Zoltán Klement

The role of extracellular polysaccharides as virulence factors for phytopathogenic pseudomonads and xanthomonads

Bacterial exopolysaccharides (EPS) were investigated for their role as virulence factors of leaf spot diseases caused by pseudomonads and xanthomonads. The capacity of these bacteria to induce persistent water-soaking in leaves plays a crucial role during pathogenesis that seems to be accomplished by a synergistic interaction between bacterial EPS and plant polymers. Under conditions of low EPS production (e.g. in continuously darkened plants) the bacteria were not able to cause typical water-soaked disease symptoms. The main EPS components were alginate and levan (Pseudomonas), xanthan (Xanthomonas), as well as lipopolysaccharides (LPS) and a small amount of proteins. It is suggested that alginate which is very similar to plant pectate is required for establishing bacterial infections in later disease stages. This concept was confirmed by evaluating transposon mutants with EPS deficiencies. LPS may be involved in specific interactions with plant polymers leading to agglutination and precipitation (incompatibility) or gel-formation (compatibility). Bacteria which are embedded in a gel-like matrix inplanta are not easily recognized by the plant and are protected against bacteriostatic compounds and desiccation.

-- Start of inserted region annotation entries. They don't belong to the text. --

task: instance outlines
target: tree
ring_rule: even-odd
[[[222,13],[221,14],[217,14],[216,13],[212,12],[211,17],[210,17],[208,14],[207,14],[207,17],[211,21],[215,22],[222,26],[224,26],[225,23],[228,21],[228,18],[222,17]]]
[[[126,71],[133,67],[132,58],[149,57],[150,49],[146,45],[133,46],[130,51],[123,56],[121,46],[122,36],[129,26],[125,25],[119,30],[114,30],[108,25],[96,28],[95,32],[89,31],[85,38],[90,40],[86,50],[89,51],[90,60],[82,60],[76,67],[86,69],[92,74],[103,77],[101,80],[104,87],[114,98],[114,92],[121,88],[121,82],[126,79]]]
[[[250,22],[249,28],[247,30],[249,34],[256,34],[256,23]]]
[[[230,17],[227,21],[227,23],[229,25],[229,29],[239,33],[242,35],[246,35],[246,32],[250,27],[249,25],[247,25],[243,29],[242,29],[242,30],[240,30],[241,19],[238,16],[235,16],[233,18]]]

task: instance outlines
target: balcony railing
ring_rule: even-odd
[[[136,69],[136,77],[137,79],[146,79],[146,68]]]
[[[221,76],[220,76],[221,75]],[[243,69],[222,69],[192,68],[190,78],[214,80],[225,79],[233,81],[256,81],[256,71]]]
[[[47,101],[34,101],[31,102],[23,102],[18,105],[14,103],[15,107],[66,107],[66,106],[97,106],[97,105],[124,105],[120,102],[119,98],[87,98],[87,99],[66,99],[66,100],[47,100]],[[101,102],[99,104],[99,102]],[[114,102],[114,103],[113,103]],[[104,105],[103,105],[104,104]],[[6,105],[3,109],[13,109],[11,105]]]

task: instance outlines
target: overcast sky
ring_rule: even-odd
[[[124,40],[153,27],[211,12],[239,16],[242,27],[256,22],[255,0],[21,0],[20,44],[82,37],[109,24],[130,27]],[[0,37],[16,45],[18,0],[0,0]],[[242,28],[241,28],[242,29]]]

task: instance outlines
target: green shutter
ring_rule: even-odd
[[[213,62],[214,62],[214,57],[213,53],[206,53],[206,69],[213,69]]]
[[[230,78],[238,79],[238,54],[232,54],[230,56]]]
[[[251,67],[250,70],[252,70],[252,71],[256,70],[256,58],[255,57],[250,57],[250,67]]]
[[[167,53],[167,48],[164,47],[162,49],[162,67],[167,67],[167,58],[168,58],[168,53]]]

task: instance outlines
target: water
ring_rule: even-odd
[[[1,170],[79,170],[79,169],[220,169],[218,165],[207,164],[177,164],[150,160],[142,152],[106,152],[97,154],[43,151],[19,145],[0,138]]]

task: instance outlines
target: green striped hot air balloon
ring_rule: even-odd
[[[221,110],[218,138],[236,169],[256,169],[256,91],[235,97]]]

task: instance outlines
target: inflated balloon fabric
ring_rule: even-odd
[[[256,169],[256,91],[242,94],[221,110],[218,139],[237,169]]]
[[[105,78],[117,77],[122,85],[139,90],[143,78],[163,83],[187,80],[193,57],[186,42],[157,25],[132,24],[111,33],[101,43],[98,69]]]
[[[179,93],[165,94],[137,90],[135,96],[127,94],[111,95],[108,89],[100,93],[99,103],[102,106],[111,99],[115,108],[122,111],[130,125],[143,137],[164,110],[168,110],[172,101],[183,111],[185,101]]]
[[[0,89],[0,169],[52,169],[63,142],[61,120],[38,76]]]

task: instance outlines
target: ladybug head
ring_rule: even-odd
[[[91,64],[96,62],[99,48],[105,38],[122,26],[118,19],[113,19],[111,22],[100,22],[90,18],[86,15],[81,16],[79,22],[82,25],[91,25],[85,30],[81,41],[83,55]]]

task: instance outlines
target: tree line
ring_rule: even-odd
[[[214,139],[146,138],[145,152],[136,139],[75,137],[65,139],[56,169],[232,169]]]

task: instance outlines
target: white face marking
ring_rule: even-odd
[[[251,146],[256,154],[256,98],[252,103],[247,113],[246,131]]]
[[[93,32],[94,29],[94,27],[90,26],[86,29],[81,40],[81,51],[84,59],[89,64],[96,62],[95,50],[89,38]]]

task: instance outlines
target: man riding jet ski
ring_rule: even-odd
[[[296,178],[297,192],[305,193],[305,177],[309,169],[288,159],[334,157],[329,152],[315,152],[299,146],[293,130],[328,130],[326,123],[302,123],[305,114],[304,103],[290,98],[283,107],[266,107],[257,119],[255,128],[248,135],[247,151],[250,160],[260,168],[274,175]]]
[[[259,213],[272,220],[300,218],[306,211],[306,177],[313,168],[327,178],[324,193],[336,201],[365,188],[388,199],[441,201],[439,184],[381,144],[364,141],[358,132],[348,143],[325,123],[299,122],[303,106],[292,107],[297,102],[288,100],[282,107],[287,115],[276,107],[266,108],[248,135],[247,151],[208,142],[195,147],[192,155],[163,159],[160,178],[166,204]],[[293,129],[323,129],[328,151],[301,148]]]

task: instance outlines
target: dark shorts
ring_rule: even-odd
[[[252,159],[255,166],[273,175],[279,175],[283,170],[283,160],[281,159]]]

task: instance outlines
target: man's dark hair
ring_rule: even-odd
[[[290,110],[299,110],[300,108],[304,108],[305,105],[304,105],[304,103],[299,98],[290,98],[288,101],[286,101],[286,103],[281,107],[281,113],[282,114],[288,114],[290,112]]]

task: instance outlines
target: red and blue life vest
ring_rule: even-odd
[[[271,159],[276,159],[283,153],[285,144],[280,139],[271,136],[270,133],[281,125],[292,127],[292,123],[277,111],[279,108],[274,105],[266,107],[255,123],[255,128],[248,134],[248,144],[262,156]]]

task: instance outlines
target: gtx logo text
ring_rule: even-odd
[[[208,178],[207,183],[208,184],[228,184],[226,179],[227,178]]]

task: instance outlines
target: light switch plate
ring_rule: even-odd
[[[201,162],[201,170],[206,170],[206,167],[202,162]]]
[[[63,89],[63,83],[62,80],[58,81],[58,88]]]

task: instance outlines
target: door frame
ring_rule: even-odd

Novel Extracellular Chitinases Rapidly and Specifically Induced by General Bacterial Elicitors and Suppressed by Virulent Bacteria as a Marker of Early Basal Resistance in Tobacco

Early basal resistance (EBR, formerly known as early induced resistance) is triggered by general bacterial elicitors. EBR has been suggested to inhibit or retard expression of the type III secretion system of pathogenic bacteria and may also prevent nonpathogenic bacteria from colonizing the plant tissue. The quickness of EBR here plays a crucial role, compensating for a low bactericidal efficacy. This inhibitory activity should take place in the cell wall, as bacteria do not enter living plant cells. We found several soluble proteins in the intercellular fluid of tobacco leaf parenchyma that coincided with EBR under different environmental (light and temperature) conditions known to affect EBR. The two most prominent proteins proved to be novel chitinases (EC 3.2.1.14) that were transcriptionally induced before and during EBR development. Their expression in the apoplast was fast and not stress-regulated as opposed to many pathogenesis-related proteins. Nonpathogenic, saprophytic, and avirulent bacteria all induced EBR and the chitinases. Studies using these chitinases as EBR markers revealed that the virulent Pseudomonas syringae pv. tabaci, being sensitive to EBR, must suppress it while suppressing the chitinases. EBR, the chitinases, as well as their suppression are quantitatively related, implying a delicate balance determining the outcome of an infection.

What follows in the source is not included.